Dava dilekçesindeki açıklamaya göre dava, kesinleşen orman kadastrosunun yanlış aplikasyonu nedenine dayalı kadastro tesbitine itiraza ilişkindir.
Çekişmeli taşınmazların bulunduğu yerde 1969 yılında kesinleşen orman kadastrosu; daha sonra 1981 yılında yapılarak kesinleşen ilk orman kadastrosunun aplikasyonu ile 6831 sayılı Kanunun 1744 sayılı Kanunla değişik 2. madde uygulaması bulunmaktadır.
Dosya kapsamına ve mahkemece uyulan bozma kararı gereğince işlem yapılarak hüküm kurulmuş olmasında bir isabetsizlik bulunmamaktadır. Ancak; 19/01/2011 tarihinde yürürlüğe giren 6099 sayılı Kanunun 16. maddesi ile 3402 sayılı Kanuna eklenen 36/A. maddesinde "Kadastro işlemi ile oluşan tespit ve kayıtların iptali için Devlet veya diğer kamu kurum ve kuruluşları tarafından kayıt lehtarına karşı kadastro mahkemeleri ile genel mahkemelerde açılan davalarda davalı aleyhine vekalet ücreti dahil, yargılama giderine hükmolunmaz” ve aynı Kanunun 17. maddesi ile 3402 sayılı Kanuna eklenen geçici 11. maddesine göre; "bu Kanunun 36/A maddesi hükmü, henüz infaz edilmemiş yargı kararlarındaki vekâlet ücreti dahil yargılama giderleri için de uygulanır” hükmü gereğince, yargılama giderlerinin davalılardan alınması ve davacı ... Yönetimi lehine vekalet ücretine hükmedilmesi doğru değil ise de bu husus hükmün bozulmasını ve yeniden yargılama yapılmasını gerektirmediğinden, hükmün düzeltilerek onanması uygun görülmüştür.

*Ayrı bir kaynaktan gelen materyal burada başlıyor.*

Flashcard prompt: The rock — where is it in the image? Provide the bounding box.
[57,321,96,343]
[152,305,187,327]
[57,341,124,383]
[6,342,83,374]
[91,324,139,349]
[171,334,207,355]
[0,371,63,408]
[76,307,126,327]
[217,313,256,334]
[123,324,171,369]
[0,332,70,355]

Bu sebeple, hükmün 9, 10, 13. bentlerinin hükümden çıkarılarak, 9. bent olarak “ 6099 sayılı Kanunun 16. maddesi ile 3402 sayılı Kanuna eklenen 36/A maddesi gereğince davalı aleyhine harç tayinine yer olmadığına, davacı ... Yönetiminin yaptığı yargılama giderlerinin üzerinde bırakılmasına ve lehine vekalet ücreti takdirine yer olmadığına” cümlesinin yazılması suretiyle düzeltilmesine ve hükmün 6100 sayılı Kanunun geçici 3. maddesi atfıyla HUMK’nın 438/7. maddesine göre düzeltilmiş bu şekliyle ONANMASINA, temyiz harcının istek halinde iadesine 21/03/2018 günü oybirliğiyle karar verildi.